Since the 1.41 version, you can treat sequences with any kind of alphabet you
don't have to define. But you have to indicate to SMILE the alphabet you want
it to use to generate models.
    These indications must be written in an alphabet file (see 'alphabet'
and 'alpha').
    This file contains:
    - a type of data (Nucleotides, Proteins, Other) that makes SMILE able
      to recognize known groups of symbols (for instance AGR gives R).
    - a set of symbols groups, for instance:
        AB
        C
        D
      ...indicates that SMILE will generate models on a 3 symbols alphabet:
      [AB], C and D.

Notice that you have to give all the symbols you want to put
together. As an example, if you're dealing with a set of DNA sequences
containing A, C, G, T and R, and want to generate models on a R, Y
alphabet, you have to write the following alphabet file:
        Type: Nucleotides
        AGR     ...that will be recognized as an R
        CT      (or CTY, no difference) ...that will be recognized as a Y

Symbols of the sequences not in the alphabet file won't match anything.
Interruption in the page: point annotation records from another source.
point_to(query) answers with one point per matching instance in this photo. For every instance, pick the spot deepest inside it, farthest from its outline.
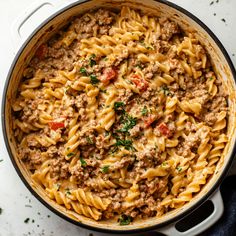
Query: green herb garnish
(83, 71)
(93, 79)
(105, 169)
(144, 111)
(89, 140)
(92, 61)
(118, 105)
(125, 220)
(179, 168)
(83, 162)
(129, 122)
(26, 220)
(127, 144)
(71, 154)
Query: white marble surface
(15, 200)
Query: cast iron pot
(223, 66)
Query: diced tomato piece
(108, 75)
(56, 125)
(41, 51)
(149, 120)
(164, 130)
(141, 83)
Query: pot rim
(57, 212)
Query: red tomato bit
(108, 75)
(163, 128)
(149, 120)
(141, 83)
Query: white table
(15, 199)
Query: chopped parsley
(163, 164)
(144, 111)
(26, 221)
(129, 122)
(93, 79)
(89, 140)
(118, 106)
(125, 220)
(127, 144)
(179, 168)
(105, 169)
(71, 154)
(83, 162)
(92, 62)
(83, 71)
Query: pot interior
(156, 8)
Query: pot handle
(16, 30)
(217, 201)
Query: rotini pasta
(120, 114)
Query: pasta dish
(121, 115)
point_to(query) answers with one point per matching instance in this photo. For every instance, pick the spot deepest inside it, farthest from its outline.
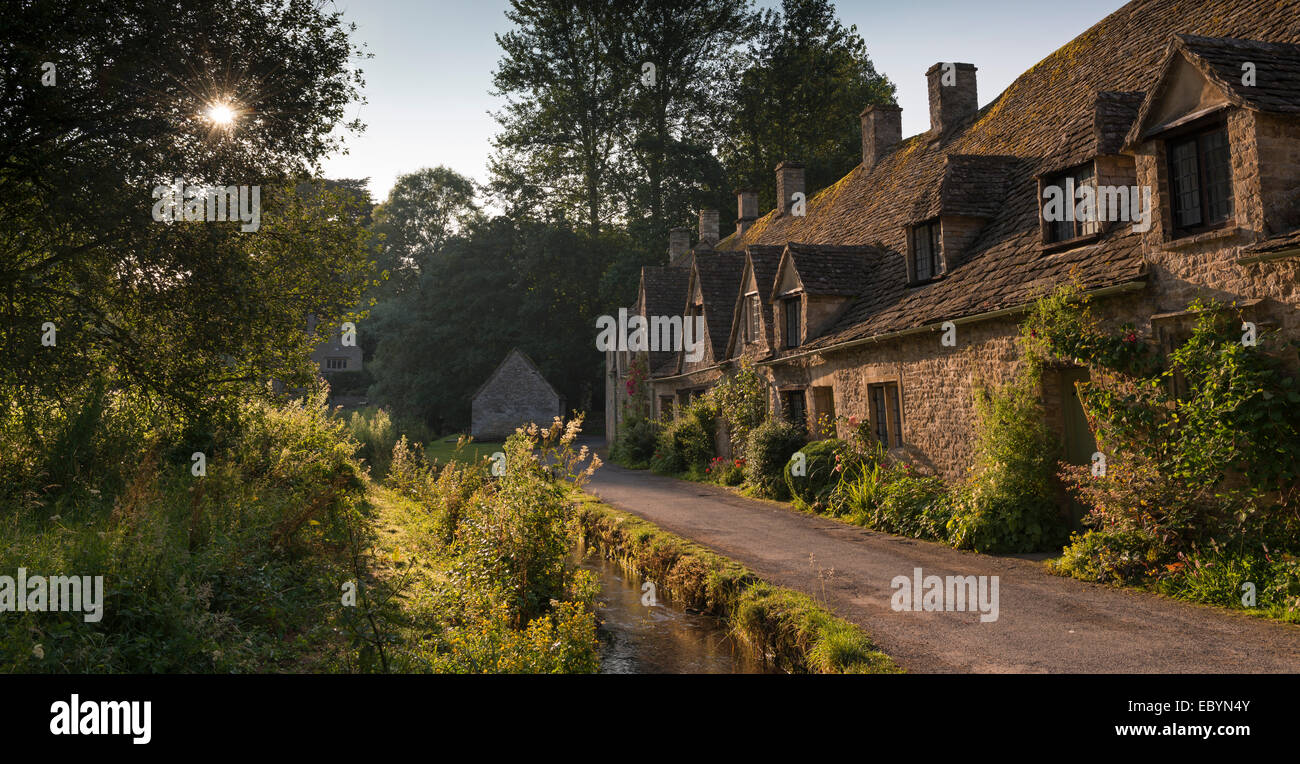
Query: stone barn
(514, 395)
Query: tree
(801, 86)
(502, 283)
(423, 211)
(183, 311)
(563, 76)
(675, 117)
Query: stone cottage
(1190, 107)
(512, 396)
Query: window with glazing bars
(926, 252)
(1200, 179)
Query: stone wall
(515, 395)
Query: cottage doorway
(1079, 443)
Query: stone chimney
(952, 95)
(789, 181)
(882, 130)
(709, 229)
(746, 209)
(679, 246)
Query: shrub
(635, 443)
(1109, 556)
(1009, 503)
(1212, 467)
(766, 455)
(914, 506)
(226, 572)
(726, 472)
(823, 468)
(373, 429)
(741, 402)
(687, 443)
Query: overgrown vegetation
(784, 626)
(238, 569)
(1201, 451)
(481, 580)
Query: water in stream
(662, 638)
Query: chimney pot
(882, 130)
(789, 181)
(746, 209)
(709, 229)
(679, 244)
(952, 95)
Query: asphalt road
(1045, 623)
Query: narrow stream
(662, 638)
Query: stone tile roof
(664, 289)
(1067, 108)
(1277, 70)
(765, 261)
(830, 270)
(1279, 243)
(719, 283)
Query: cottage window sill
(1053, 247)
(1227, 231)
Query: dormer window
(752, 318)
(926, 252)
(791, 307)
(1200, 179)
(1066, 215)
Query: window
(794, 407)
(885, 415)
(1200, 179)
(926, 252)
(1067, 226)
(823, 404)
(752, 320)
(792, 321)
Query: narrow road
(1045, 623)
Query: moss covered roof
(1075, 104)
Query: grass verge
(785, 626)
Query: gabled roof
(971, 185)
(1056, 112)
(718, 278)
(1220, 60)
(824, 269)
(514, 351)
(663, 289)
(761, 261)
(1277, 70)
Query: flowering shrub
(741, 402)
(823, 468)
(1197, 486)
(687, 443)
(766, 455)
(727, 472)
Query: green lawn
(443, 450)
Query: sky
(429, 83)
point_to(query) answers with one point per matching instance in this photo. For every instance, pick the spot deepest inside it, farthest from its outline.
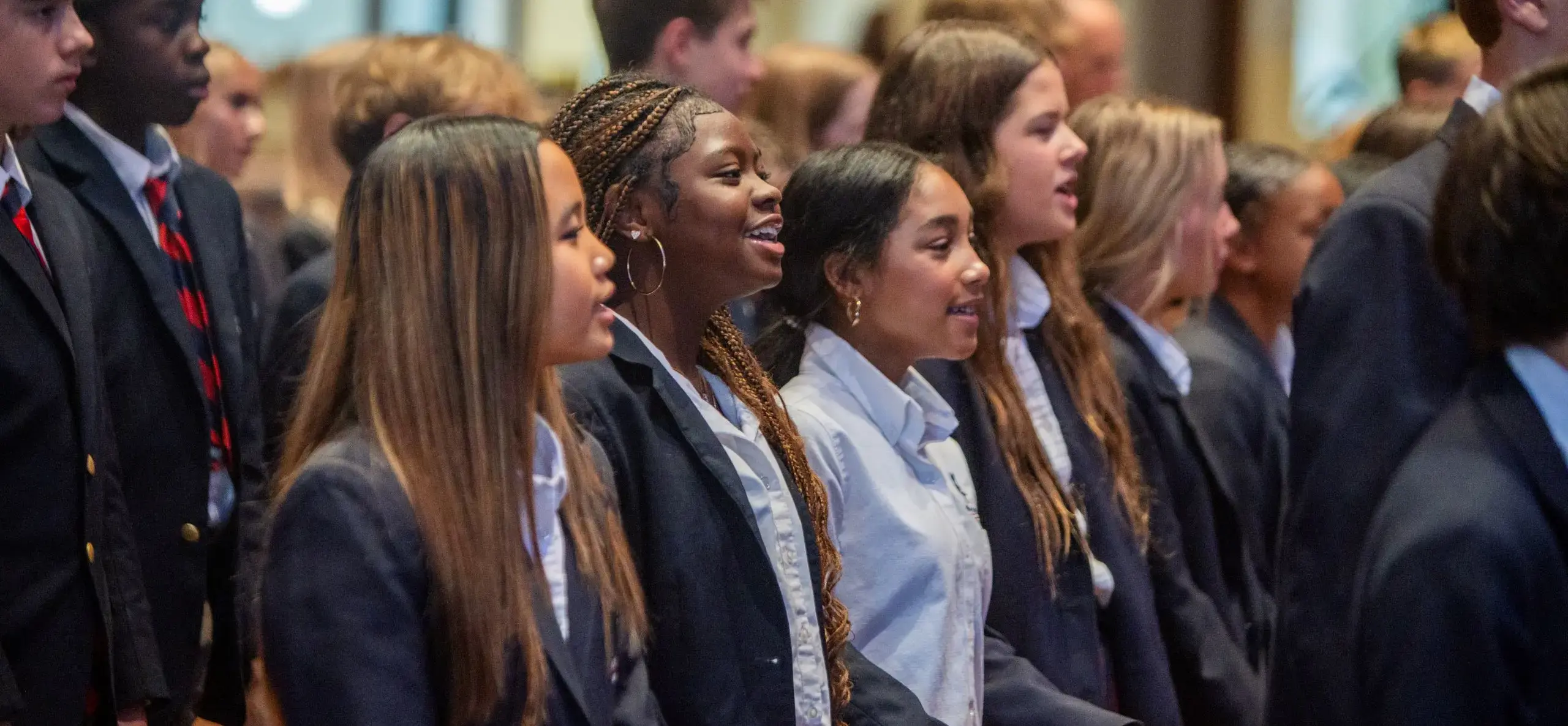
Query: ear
(1529, 15)
(673, 48)
(394, 124)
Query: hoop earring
(664, 263)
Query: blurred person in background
(704, 45)
(1241, 347)
(811, 98)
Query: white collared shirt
(1480, 94)
(12, 173)
(549, 490)
(916, 559)
(132, 167)
(778, 521)
(1547, 381)
(1172, 356)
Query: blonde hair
(800, 93)
(1134, 187)
(424, 76)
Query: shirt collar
(1031, 295)
(1480, 94)
(1170, 353)
(908, 414)
(1547, 381)
(132, 167)
(12, 171)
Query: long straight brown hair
(432, 339)
(615, 132)
(944, 91)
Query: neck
(885, 358)
(1261, 314)
(673, 325)
(134, 132)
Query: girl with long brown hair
(725, 517)
(1042, 417)
(444, 548)
(1153, 225)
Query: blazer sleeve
(344, 604)
(1206, 662)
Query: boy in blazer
(76, 638)
(178, 347)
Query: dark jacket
(1244, 413)
(720, 638)
(68, 563)
(1462, 601)
(159, 408)
(345, 613)
(1110, 657)
(1214, 612)
(1381, 350)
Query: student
(222, 134)
(704, 45)
(179, 348)
(412, 570)
(1462, 596)
(68, 565)
(1381, 350)
(725, 517)
(864, 298)
(394, 82)
(992, 109)
(1152, 238)
(1241, 347)
(811, 98)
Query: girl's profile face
(579, 323)
(922, 298)
(1040, 155)
(1203, 233)
(717, 215)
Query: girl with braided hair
(725, 517)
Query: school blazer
(1462, 609)
(1242, 410)
(720, 648)
(68, 562)
(345, 613)
(1109, 657)
(1214, 612)
(1382, 347)
(157, 405)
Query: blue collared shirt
(1547, 381)
(916, 559)
(549, 490)
(132, 167)
(1172, 356)
(778, 521)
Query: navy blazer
(159, 406)
(1110, 657)
(1214, 612)
(345, 613)
(720, 648)
(68, 563)
(1462, 601)
(1381, 350)
(1244, 413)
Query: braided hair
(622, 134)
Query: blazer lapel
(18, 253)
(98, 187)
(693, 427)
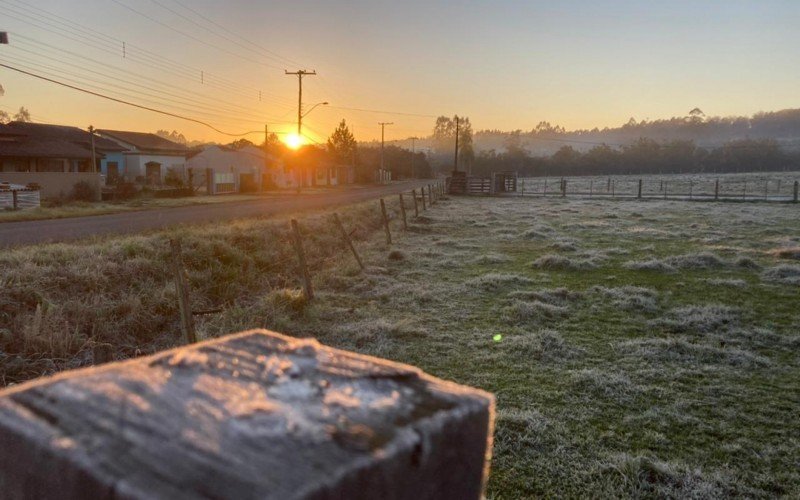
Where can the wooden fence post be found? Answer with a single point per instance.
(403, 211)
(347, 239)
(386, 223)
(308, 290)
(182, 289)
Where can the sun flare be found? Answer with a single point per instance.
(294, 141)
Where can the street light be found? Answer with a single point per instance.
(312, 108)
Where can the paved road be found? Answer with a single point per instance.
(53, 230)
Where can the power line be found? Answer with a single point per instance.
(133, 94)
(128, 103)
(88, 36)
(181, 99)
(192, 37)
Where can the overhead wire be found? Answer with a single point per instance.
(87, 36)
(128, 103)
(192, 37)
(170, 95)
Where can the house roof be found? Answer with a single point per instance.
(144, 141)
(53, 134)
(43, 149)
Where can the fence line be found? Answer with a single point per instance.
(668, 189)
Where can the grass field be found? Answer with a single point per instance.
(635, 348)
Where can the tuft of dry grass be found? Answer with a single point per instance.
(786, 253)
(711, 318)
(559, 262)
(785, 274)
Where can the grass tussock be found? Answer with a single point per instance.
(559, 262)
(647, 477)
(784, 274)
(711, 318)
(496, 281)
(543, 345)
(598, 384)
(528, 312)
(653, 265)
(792, 253)
(631, 298)
(689, 353)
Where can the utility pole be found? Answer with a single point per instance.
(413, 154)
(455, 163)
(383, 126)
(94, 162)
(300, 74)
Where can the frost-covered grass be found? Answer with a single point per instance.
(668, 367)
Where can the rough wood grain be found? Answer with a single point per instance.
(252, 415)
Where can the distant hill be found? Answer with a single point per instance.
(707, 132)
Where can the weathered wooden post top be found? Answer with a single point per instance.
(251, 415)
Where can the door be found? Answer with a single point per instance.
(152, 173)
(112, 172)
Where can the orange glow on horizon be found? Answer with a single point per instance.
(293, 141)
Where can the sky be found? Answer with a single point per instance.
(505, 64)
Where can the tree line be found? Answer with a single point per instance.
(643, 156)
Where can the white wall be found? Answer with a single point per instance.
(135, 164)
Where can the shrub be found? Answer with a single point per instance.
(125, 191)
(83, 191)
If you want to deal with WILD CARDS (matching any symbols) you have to
add '*' in the alphabet file.

Finally, the name of this alphabet file is given in the parameters file.

A few bugs have been fixed in the 1.42 and 1.43 versions.

The 1.44 version consider valid models in another way than before. In older
versions, if AAAA was valid but AAAAT too, AAAA didn't appear in the results.
Now every valid model found appears in the results of the extraction.

The 1.45 and 1.46 versions fix small bugs.

The 1.47 version corrects an important bug and adds the 'palindrom'
functionality. One can now extract models which has one or several boxes that
are biological palindroms of other boxes.